A characterization of $\mathop{\rm Ext}(G,\mathbb Z)$ assuming $(V=L)$
Volume 193 / 2007
Fundamenta Mathematicae 193 (2007), 141-151
MSC: Primary 20K15, 20K20,
20K35, 20K40; Secondary 18E99, 20J05.
DOI: 10.4064/fm193-2-3
Abstract
We complete the characterization of $\mathop{\rm Ext}(G,\mathbb Z)$ for any torsion-free abelian group $G$ assuming Gödel's axiom of constructibility plus there is no weakly compact cardinal.
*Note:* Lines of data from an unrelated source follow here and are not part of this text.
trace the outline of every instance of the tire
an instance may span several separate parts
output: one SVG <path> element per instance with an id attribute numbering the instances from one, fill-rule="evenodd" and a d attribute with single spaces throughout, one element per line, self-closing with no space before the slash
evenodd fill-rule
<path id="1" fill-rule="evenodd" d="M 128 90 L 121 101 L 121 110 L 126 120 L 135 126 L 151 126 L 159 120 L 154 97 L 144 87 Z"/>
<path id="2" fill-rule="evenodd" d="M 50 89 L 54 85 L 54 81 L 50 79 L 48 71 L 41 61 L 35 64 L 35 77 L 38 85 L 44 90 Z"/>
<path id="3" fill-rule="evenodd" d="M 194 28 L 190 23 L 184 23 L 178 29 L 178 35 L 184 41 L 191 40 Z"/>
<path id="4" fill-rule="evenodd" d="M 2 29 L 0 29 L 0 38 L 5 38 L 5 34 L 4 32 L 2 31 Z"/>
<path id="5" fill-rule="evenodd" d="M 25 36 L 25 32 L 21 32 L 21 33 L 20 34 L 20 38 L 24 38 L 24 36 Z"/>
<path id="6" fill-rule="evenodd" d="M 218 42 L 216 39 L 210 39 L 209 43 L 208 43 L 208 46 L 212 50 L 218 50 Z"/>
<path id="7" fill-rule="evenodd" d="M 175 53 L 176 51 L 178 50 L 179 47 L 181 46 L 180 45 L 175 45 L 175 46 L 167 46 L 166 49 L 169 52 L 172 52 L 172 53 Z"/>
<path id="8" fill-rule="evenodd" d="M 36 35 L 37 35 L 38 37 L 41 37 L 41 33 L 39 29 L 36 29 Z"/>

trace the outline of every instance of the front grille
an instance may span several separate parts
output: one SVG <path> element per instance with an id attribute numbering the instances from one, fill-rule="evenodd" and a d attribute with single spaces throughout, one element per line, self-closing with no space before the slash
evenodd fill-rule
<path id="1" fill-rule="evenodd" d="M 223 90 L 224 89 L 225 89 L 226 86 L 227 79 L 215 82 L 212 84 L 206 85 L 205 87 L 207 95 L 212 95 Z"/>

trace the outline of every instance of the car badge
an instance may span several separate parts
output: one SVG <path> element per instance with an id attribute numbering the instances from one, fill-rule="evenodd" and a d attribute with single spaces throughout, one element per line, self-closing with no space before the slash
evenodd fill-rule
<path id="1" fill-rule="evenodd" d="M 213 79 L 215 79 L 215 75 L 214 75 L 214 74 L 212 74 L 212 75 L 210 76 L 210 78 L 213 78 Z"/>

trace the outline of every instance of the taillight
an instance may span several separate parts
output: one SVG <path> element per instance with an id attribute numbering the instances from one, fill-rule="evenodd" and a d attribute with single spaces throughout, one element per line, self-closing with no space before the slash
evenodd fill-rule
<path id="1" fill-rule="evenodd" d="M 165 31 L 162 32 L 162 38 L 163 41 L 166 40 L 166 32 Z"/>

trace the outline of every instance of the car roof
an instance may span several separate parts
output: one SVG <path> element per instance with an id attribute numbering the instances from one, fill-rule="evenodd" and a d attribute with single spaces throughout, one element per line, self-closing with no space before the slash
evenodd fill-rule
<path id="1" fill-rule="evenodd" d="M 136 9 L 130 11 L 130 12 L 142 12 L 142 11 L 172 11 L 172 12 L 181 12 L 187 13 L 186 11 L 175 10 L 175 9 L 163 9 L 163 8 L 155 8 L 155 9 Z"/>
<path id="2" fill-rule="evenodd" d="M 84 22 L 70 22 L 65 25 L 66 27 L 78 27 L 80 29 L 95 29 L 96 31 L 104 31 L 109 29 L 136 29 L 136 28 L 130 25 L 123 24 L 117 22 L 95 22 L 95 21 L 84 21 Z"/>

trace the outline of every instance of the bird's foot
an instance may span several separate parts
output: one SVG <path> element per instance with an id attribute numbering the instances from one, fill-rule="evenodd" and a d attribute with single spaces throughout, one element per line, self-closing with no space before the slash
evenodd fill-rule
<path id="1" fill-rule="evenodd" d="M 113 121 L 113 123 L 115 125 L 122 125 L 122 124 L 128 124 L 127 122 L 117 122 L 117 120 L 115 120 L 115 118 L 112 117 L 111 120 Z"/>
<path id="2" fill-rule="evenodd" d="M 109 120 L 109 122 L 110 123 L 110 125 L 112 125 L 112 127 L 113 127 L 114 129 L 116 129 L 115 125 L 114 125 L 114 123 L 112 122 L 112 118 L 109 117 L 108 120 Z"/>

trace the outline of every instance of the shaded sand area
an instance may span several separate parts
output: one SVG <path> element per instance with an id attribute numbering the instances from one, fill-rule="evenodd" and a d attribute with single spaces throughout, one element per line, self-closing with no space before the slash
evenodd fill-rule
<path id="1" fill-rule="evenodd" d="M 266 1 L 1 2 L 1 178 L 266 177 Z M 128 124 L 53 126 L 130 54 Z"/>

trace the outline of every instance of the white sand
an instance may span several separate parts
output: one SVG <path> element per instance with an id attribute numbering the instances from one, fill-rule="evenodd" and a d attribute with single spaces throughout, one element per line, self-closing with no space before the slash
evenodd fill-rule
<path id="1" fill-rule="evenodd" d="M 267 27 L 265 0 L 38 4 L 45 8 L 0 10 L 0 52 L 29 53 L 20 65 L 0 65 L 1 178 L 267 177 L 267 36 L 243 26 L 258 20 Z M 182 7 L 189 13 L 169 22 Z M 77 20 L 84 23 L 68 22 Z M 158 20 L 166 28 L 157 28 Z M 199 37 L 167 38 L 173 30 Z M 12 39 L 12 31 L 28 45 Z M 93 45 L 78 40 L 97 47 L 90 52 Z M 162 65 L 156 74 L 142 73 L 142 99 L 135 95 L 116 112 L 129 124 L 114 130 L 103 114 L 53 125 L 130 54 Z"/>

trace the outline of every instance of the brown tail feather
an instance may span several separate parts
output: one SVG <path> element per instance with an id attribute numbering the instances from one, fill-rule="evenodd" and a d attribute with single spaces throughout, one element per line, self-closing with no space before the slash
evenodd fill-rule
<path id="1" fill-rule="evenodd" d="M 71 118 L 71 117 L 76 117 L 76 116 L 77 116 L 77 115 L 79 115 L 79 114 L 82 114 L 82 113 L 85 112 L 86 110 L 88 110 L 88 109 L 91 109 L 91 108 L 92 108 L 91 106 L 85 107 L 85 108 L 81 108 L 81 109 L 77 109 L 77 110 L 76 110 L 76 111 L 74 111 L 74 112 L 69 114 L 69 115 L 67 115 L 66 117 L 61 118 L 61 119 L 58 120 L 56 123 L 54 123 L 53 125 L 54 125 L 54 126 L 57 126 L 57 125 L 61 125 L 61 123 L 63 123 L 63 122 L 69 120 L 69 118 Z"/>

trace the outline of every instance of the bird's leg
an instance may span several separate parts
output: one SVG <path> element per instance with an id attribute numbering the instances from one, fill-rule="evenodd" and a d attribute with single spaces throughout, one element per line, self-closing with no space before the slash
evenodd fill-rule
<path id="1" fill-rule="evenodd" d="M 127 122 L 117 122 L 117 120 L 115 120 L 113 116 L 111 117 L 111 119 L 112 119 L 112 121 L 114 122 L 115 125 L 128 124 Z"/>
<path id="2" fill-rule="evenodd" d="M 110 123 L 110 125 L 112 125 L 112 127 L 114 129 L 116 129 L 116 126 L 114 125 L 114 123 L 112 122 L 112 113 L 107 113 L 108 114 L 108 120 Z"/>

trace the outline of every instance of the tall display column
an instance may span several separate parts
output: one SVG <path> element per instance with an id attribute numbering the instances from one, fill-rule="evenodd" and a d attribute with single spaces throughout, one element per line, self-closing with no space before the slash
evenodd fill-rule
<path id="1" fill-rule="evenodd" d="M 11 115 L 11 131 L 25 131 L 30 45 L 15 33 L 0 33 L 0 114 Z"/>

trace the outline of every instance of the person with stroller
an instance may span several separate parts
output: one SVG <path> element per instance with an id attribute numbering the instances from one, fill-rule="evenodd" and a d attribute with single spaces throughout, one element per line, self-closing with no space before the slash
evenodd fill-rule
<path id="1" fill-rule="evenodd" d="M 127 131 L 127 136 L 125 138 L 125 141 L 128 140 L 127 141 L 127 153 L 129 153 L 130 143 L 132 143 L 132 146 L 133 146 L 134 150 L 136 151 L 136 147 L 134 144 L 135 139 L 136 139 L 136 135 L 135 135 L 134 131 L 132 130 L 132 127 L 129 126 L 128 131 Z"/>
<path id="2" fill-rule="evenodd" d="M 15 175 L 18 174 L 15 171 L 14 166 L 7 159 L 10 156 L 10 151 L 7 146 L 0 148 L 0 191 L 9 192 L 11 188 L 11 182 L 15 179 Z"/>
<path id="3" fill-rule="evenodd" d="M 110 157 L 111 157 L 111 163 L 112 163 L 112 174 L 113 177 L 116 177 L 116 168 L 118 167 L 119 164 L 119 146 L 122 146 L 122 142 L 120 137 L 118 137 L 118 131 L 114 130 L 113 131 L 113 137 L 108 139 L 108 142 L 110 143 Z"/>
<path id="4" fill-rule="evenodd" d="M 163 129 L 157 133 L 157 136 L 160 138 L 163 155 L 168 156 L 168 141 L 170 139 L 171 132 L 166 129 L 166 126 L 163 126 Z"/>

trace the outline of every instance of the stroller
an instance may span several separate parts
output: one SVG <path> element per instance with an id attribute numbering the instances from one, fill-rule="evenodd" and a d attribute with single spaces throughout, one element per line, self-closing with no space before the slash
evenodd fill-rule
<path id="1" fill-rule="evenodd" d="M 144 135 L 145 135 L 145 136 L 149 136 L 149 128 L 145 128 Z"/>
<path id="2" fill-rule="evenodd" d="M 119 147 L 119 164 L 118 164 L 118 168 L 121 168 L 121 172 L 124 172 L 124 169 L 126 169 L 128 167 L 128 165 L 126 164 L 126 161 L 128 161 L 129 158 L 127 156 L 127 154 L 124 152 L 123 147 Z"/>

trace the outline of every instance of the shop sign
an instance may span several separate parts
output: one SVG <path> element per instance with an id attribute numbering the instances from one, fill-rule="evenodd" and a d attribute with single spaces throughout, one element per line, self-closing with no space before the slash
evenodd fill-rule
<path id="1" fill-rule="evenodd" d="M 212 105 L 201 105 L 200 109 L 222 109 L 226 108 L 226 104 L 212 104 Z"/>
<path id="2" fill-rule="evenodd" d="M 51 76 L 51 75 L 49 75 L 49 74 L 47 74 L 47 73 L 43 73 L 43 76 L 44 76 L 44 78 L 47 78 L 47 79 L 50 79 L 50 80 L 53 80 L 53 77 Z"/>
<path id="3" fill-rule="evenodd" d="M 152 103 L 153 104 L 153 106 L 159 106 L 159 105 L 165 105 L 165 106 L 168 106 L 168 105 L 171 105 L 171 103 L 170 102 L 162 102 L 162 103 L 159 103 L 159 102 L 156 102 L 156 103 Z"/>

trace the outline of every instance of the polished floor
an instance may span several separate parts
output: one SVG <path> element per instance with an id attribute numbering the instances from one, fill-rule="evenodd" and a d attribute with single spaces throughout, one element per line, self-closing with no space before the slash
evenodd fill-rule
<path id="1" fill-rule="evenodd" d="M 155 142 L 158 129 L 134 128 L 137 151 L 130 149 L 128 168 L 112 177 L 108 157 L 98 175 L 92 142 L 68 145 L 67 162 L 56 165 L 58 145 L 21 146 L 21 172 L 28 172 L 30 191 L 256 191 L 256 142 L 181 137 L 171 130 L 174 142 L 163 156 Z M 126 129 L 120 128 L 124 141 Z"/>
In particular, we prove in $(V=L)$ that, for a singular cardinal $\nu$ of uncountable cofinality which is less than the first weakly compact cardinal and for every sequence $( \nu_p : p \in \varPi )$ of cardinals satisfying $\nu_p \leq 2^{\nu}$ (where $\varPi$ is the set of all primes), there is a torsion-free abelian group $G$ of size $\nu$ such that $\nu_p$ equals the $p$-rank of $\mathop{\rm Ext}(G,\mathbb Z)$ for every prime $p$ and $2^{\nu}$ is the torsion-free rank of $\mathop{\rm Ext}(G,\mathbb Z)$.